Using memcpy in C++

IkeJoka picture IkeJoka · Oct 18, 2013 · Viewed 59.3k times · Source

I am little confused on the parameters for the memcpy function. If I have

int* arr = new int[5];

int* newarr = new int[6];

and I want to copy the elements in arr into newarr using memcopy,

memcpy(parameter, parameter, parameter)

How do I do this?

Answer

Ben Voigt picture Ben Voigt · Oct 18, 2013

So the order is memcpy(destination, source, number_of_bytes).

Therefore, you can place the old data at the beginning of newarr with

memcpy(newarr, arr, 5 * sizeof *arr);
/* sizeof *arr == sizeof arr[0]  == sizeof (int) */

or at the end with

memcpy(newarr+1, arr, 5 * sizeof *arr);

Because you know the data type of arr and newarr, pointer arithmetic works.
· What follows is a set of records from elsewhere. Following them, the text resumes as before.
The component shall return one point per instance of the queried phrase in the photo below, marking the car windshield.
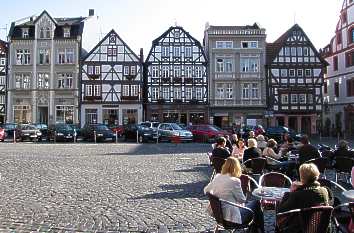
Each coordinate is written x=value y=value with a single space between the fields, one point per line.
x=175 y=126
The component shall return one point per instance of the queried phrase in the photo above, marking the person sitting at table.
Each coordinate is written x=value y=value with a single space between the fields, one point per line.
x=306 y=193
x=220 y=150
x=239 y=149
x=252 y=151
x=307 y=151
x=227 y=186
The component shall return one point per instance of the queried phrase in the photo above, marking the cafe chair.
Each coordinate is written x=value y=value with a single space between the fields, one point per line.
x=216 y=163
x=321 y=163
x=343 y=166
x=248 y=184
x=216 y=207
x=307 y=220
x=342 y=215
x=256 y=165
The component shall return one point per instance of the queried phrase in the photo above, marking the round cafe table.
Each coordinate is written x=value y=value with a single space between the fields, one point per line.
x=349 y=194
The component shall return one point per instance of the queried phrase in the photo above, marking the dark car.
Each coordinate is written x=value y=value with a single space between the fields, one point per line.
x=43 y=128
x=100 y=131
x=206 y=133
x=278 y=132
x=139 y=132
x=60 y=132
x=28 y=132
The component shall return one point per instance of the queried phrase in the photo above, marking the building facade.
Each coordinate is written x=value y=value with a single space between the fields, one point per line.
x=44 y=69
x=338 y=114
x=237 y=79
x=176 y=85
x=112 y=83
x=295 y=73
x=3 y=79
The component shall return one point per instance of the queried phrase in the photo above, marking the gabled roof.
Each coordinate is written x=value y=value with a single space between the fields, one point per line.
x=100 y=43
x=273 y=49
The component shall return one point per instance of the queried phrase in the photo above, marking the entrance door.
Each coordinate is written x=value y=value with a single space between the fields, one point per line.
x=43 y=115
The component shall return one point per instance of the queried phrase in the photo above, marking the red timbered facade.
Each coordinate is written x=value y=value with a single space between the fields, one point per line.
x=295 y=73
x=176 y=79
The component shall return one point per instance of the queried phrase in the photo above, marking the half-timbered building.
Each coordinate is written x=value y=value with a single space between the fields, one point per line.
x=176 y=79
x=338 y=89
x=43 y=72
x=295 y=73
x=111 y=83
x=3 y=78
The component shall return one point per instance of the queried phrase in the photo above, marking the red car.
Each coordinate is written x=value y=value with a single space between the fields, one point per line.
x=206 y=133
x=2 y=134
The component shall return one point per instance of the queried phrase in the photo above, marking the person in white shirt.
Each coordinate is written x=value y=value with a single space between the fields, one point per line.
x=227 y=186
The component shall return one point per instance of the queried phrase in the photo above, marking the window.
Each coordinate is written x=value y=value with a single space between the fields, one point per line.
x=176 y=51
x=336 y=89
x=165 y=51
x=65 y=80
x=177 y=93
x=187 y=51
x=23 y=57
x=43 y=81
x=349 y=58
x=284 y=98
x=335 y=63
x=294 y=98
x=229 y=91
x=254 y=91
x=66 y=32
x=44 y=56
x=307 y=72
x=199 y=93
x=246 y=91
x=302 y=98
x=188 y=93
x=155 y=71
x=25 y=33
x=155 y=93
x=249 y=64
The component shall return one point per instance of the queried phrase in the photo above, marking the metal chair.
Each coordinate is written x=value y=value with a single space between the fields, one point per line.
x=321 y=163
x=216 y=204
x=343 y=166
x=307 y=220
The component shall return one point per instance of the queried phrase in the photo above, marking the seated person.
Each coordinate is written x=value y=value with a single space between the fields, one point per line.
x=252 y=151
x=220 y=150
x=306 y=194
x=307 y=151
x=227 y=186
x=239 y=149
x=343 y=150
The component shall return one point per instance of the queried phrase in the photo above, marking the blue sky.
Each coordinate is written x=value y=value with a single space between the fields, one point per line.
x=138 y=22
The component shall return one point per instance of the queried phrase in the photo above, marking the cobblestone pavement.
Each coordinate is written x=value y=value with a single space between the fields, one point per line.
x=105 y=188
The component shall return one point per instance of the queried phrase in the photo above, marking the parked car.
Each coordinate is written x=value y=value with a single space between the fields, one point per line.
x=206 y=133
x=172 y=131
x=142 y=132
x=119 y=129
x=60 y=132
x=278 y=132
x=28 y=132
x=43 y=128
x=2 y=134
x=9 y=129
x=103 y=133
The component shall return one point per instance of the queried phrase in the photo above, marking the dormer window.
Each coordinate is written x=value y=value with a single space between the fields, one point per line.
x=25 y=33
x=66 y=32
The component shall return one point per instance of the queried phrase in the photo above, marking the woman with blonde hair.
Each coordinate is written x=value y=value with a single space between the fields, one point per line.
x=227 y=186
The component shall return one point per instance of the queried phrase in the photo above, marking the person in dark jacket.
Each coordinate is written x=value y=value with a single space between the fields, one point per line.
x=307 y=151
x=252 y=151
x=220 y=150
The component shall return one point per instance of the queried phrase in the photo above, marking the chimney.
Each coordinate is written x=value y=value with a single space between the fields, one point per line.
x=91 y=12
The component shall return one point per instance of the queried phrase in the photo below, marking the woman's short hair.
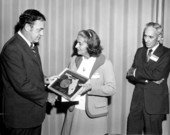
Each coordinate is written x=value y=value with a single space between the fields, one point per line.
x=93 y=41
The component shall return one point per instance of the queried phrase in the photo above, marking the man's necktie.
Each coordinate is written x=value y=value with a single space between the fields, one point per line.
x=149 y=54
x=33 y=48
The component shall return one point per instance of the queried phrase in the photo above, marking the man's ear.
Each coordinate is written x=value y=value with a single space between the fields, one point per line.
x=27 y=27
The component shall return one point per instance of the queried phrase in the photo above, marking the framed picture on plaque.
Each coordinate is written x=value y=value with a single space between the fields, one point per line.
x=67 y=84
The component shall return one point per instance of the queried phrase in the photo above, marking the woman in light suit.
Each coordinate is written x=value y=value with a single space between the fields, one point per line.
x=90 y=116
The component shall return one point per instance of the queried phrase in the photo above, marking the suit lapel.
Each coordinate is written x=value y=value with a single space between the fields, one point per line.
x=24 y=46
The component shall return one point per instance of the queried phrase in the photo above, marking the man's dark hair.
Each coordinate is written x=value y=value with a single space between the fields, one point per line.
x=29 y=16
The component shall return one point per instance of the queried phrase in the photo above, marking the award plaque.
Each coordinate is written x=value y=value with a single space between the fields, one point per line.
x=67 y=84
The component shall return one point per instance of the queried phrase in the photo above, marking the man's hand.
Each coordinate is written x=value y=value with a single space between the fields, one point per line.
x=49 y=79
x=86 y=87
x=52 y=98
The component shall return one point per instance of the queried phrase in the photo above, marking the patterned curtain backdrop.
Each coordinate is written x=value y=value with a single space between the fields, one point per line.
x=119 y=24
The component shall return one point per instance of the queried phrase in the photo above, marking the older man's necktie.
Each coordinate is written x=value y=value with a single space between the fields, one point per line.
x=149 y=54
x=33 y=48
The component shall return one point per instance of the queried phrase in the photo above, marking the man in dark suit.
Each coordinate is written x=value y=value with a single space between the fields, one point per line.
x=24 y=95
x=149 y=73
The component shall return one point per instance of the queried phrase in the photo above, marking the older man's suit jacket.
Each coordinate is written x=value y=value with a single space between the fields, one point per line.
x=156 y=96
x=24 y=95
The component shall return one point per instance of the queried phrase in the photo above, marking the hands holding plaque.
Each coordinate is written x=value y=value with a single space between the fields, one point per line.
x=69 y=84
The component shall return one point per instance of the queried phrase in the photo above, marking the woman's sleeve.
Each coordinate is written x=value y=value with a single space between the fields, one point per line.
x=108 y=86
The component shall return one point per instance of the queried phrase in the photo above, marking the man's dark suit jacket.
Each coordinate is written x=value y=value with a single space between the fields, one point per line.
x=156 y=96
x=24 y=95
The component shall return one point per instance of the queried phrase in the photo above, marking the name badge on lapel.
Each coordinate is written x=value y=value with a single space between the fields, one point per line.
x=95 y=76
x=154 y=57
But inside memcpy it doesn't know the type, so it needs to know the number of bytes.

Another alternative is std::copy or std::copy_n.

std::copy_n(arr, 5, newarr);

For fundamental types like int, the bitwise copy done by memcpy will work fine. For actual class instances, you need to use std::copy (or copy_n) so that the class's customized assignment operator will be used.